Charcoal Dust and Patience

There are quite a few projects going down this month (5).  The most involved currently is a charcoal video animation I’m working on for the poet Abigail Warren.  The work is to loosely interpret one of her poems through charcoal animation.

What is charcoal animation?  Well it’s one drawing at a time.  You draw. take a picture. draw. take a picture. It is a methodical art form that I love, and is quite magical when you get to watch the drawings start coming to life and move in video format.  One second of this work is about 16-24 drawings.  1 drawing is approximately somewhere between 5 – 20 minutes.  So it’s involved.

Charcoal animation is a good reflection on what it means to do something with patience and intention.  This is very hard for me in this world of gadgets and goings on and the stuff of life.  I always have this feeling I have to do more, and more and the “not enoughness” of it all. But in this practice, I can’t rush.  It ruins the work of the whole to rush each drawing.  I do have a deadline though, so I can’t get lost in the drawings.  Nevertheless,  I just carve away for hours at the paper with erasers and charcoal carefully laying down the images one by one.

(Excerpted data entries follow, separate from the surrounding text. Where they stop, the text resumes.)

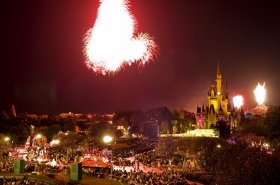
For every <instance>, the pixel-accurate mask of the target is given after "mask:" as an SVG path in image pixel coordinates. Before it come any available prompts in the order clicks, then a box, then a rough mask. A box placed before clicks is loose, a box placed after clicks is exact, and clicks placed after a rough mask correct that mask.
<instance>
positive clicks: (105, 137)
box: [103, 135, 113, 180]
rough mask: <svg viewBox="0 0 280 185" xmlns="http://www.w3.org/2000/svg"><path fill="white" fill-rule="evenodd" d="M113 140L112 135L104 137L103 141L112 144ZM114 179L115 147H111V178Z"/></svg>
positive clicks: (104, 142) (107, 143)
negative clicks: (111, 135) (114, 162)
mask: <svg viewBox="0 0 280 185" xmlns="http://www.w3.org/2000/svg"><path fill="white" fill-rule="evenodd" d="M112 141H113V137H112V136H108V135H106V136H104V137H103V142H104V143H105V144H110V143H111V142H112ZM112 179H113V148H111V180H112Z"/></svg>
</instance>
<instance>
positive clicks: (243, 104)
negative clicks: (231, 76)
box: [233, 95, 244, 109]
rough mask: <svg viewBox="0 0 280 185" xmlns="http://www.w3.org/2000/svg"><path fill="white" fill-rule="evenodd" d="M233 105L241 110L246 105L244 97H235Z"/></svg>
mask: <svg viewBox="0 0 280 185" xmlns="http://www.w3.org/2000/svg"><path fill="white" fill-rule="evenodd" d="M233 105H234V107H236V108H237V109H240V107H242V106H243V105H244V101H243V96H241V95H237V96H234V97H233Z"/></svg>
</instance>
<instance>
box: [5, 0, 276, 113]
mask: <svg viewBox="0 0 280 185" xmlns="http://www.w3.org/2000/svg"><path fill="white" fill-rule="evenodd" d="M274 2H275V3H274ZM130 5H131V7H130V8H131V13H132V14H133V15H134V16H135V18H136V19H137V27H138V29H137V32H144V33H148V34H149V35H150V36H152V37H154V40H155V42H156V43H157V44H158V46H159V49H160V54H159V55H158V57H157V58H156V60H155V61H152V62H150V63H149V64H147V65H146V66H145V67H144V68H140V69H139V68H137V67H136V66H132V67H127V68H125V69H123V70H121V71H120V72H119V73H116V74H114V75H111V76H102V75H96V74H94V73H93V72H92V71H90V70H89V69H88V68H87V67H86V65H85V63H84V56H83V51H82V47H83V38H84V36H85V33H86V32H87V30H88V29H90V28H91V27H92V26H93V24H94V21H95V18H96V14H97V8H98V6H99V1H98V0H27V1H22V0H18V1H15V0H9V1H7V0H6V1H2V2H1V5H0V9H1V29H0V30H1V32H0V33H1V34H0V36H1V63H0V77H1V78H0V79H1V81H0V82H1V90H0V110H5V111H8V110H9V109H10V107H11V105H15V107H16V110H17V112H29V113H36V114H42V113H47V114H58V113H60V112H69V111H71V112H75V113H89V112H99V113H104V112H114V111H116V110H135V109H142V110H146V109H149V108H154V107H159V106H168V107H169V108H170V109H180V108H184V109H187V110H189V111H195V110H196V107H197V105H202V104H203V103H206V99H207V97H206V95H207V90H208V87H209V86H210V85H211V83H212V82H213V81H214V80H215V77H216V76H215V75H216V70H217V64H218V63H220V66H221V70H222V74H223V77H224V79H227V81H228V86H229V95H230V98H232V97H233V96H234V95H237V94H241V95H243V96H244V98H245V109H250V108H253V107H255V106H256V103H255V101H254V96H253V89H254V88H255V86H256V85H257V83H258V82H260V83H263V82H266V87H267V92H268V97H267V101H266V104H267V105H280V96H279V92H280V85H279V84H280V82H279V80H280V67H279V66H280V65H279V62H280V11H279V8H280V7H279V6H278V5H277V1H255V0H254V1H253V0H252V1H243V0H242V1H238V0H237V1H236V0H229V1H226V0H221V1H216V0H131V2H130Z"/></svg>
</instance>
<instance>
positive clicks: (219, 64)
mask: <svg viewBox="0 0 280 185" xmlns="http://www.w3.org/2000/svg"><path fill="white" fill-rule="evenodd" d="M218 76H219V77H221V76H222V72H221V69H220V62H218V67H217V77H218Z"/></svg>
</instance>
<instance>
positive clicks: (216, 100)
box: [199, 64, 230, 129]
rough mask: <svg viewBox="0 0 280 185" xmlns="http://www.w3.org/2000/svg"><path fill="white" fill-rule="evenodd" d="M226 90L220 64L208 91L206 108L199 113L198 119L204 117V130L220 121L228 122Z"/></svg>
mask: <svg viewBox="0 0 280 185" xmlns="http://www.w3.org/2000/svg"><path fill="white" fill-rule="evenodd" d="M227 90H228V86H227V82H225V84H223V78H222V72H221V69H220V64H218V66H217V73H216V80H215V83H214V84H212V85H211V86H210V87H209V89H208V94H207V101H208V102H207V107H206V109H204V110H202V111H201V112H200V113H199V116H200V117H201V116H202V115H204V117H205V118H204V119H203V120H204V128H205V129H209V128H210V127H211V126H215V125H216V122H217V121H218V120H220V119H223V120H228V118H229V116H230V103H229V98H228V92H227ZM200 110H201V109H200ZM200 120H202V119H200ZM200 125H201V123H200Z"/></svg>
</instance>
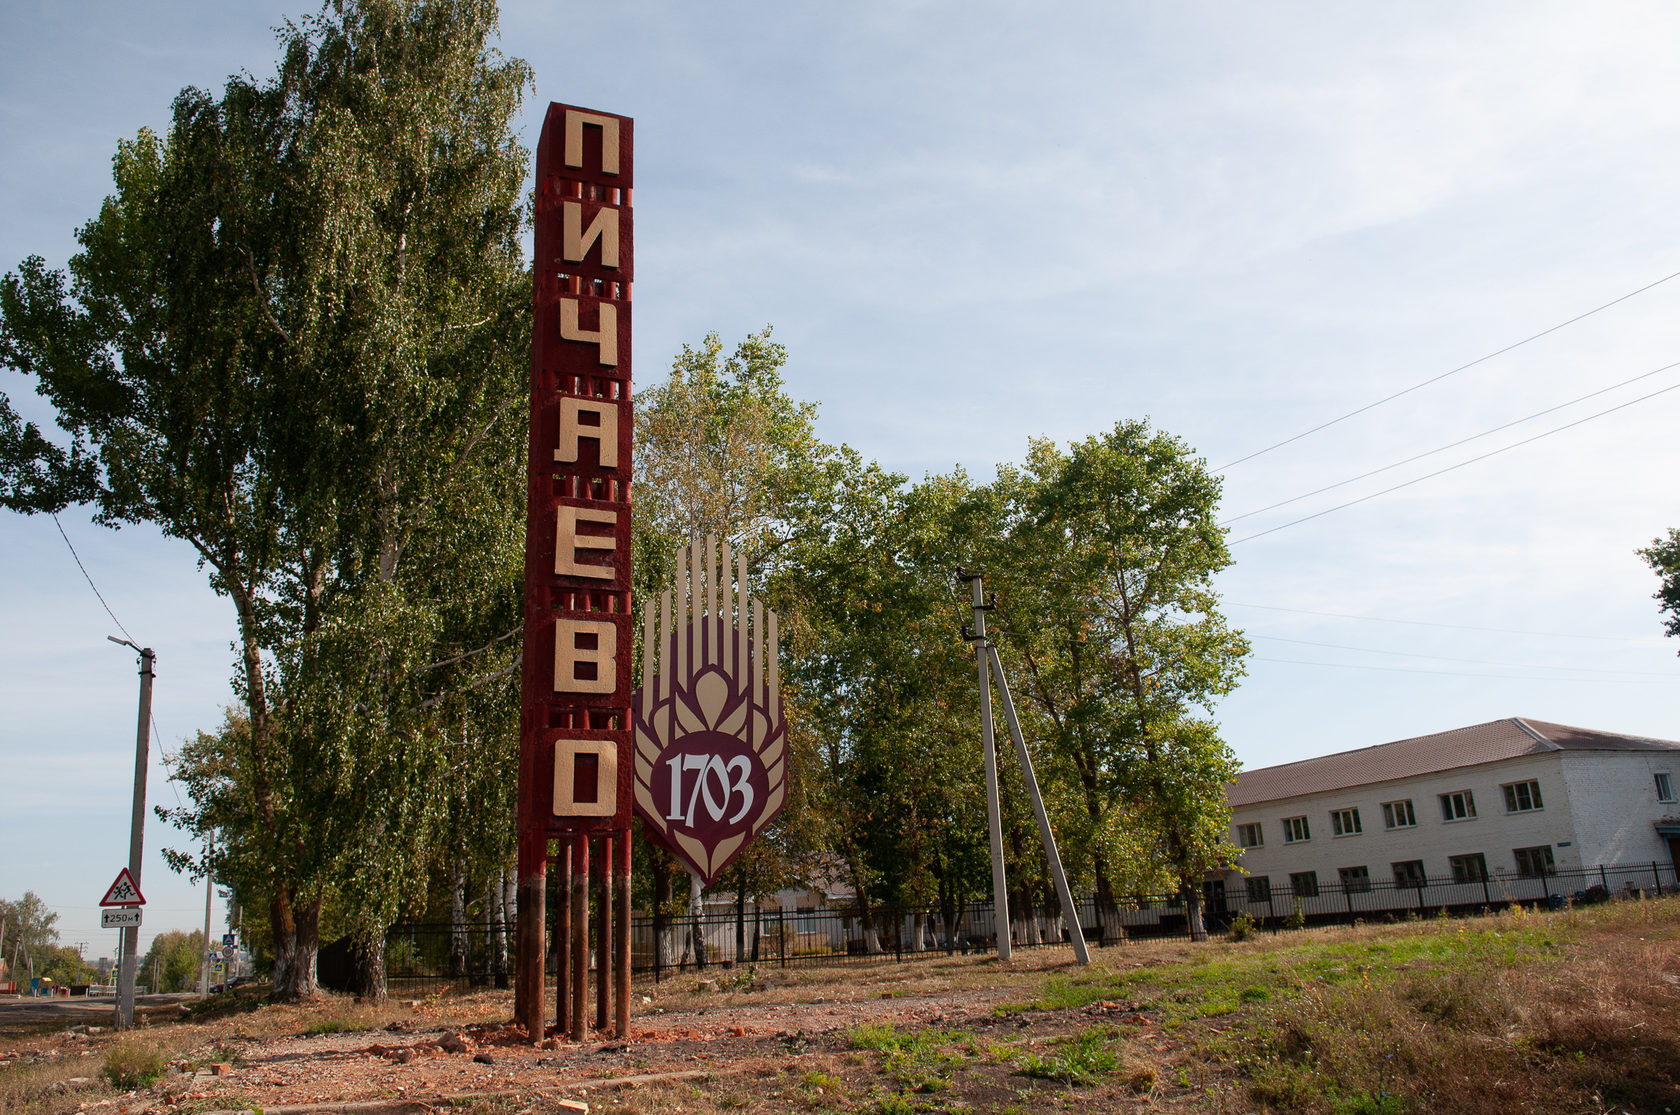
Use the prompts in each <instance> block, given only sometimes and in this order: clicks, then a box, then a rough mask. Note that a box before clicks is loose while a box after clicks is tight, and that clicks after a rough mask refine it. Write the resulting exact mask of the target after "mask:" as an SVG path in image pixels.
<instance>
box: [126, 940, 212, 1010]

This slow steady practice these next few months in conjunction with all of the other work that needs to get done, is just something I feel compelled to share and it seems to be trying to teach me how to be in the moment, the mysteries, the miracles, the blessings disguised.  It’s a deep vulnerable work of being human and something worth taking some time to pause and consider every once in a while.

Lithia Springs


There is always death, heartbreak, violence, sadness, birth, life, love, ice cream ;).  Whatever life is dishing, it’s a lot.  And sometimes ya gotta turn it off.  But it is impossible to run.  That stuff always catches up.  There are plenty of ways to try and ignore it at times with all of the information coming at us all the time and cocktail hours.   But sometimes continuously rushing sacrifices the greater piece.  At times we are in risk of sabotaging our work if we don’t taking the time to do something with consideration.  I hear that a form of that consideration could be eating when you’re hungry, drinking water, taking a moment of rest….  I think this work is teaching me (again & again) something about the powerful and many times brave step to stop, and listen, and BE for even a minute.

At this moment, this art practice is telling me “to take time in the quiet hours, in still times of peace and meditation and come back to the true you and get to know it again after so many eons of separation, because it has been said that whenever you occupy your center, everyone and everything connected to you lifts.”

Sharon McErlane from Our Love Is Our Power

For this week, I just have been inspired by that message in this slow process of drawing for hours.



About scoutcuomo

Charcoal dust and eraser shavings, oil bars and sketch books, wood, gold pray paint, resin, overly soft blankets, and turpentine, feathers and coffee grinds.


  1. Chantelle

    I was looking at one of your pieces on my wall that i purchased a good while back and decided to see what you had been up to recently. The words it this post inspire me. Sloooow down. The concious thought behind putting things aside and being present. It’s much harder than we think right? I was even trying to rush through reading your wods. Thanks for your words and your great work. I really enjoy it. Always have.

    • Hi Chantelle, It is so hard to do. I feel like I’m equating it to building a muscle memory of how to just be here and now. Thanks for checking in. I’m still trying to practice this.

      Really though, I so appreciate your note. One cool thing about making art and sending it out these days is just that it has a whole other life. Really gives me a lot of joy in this practice.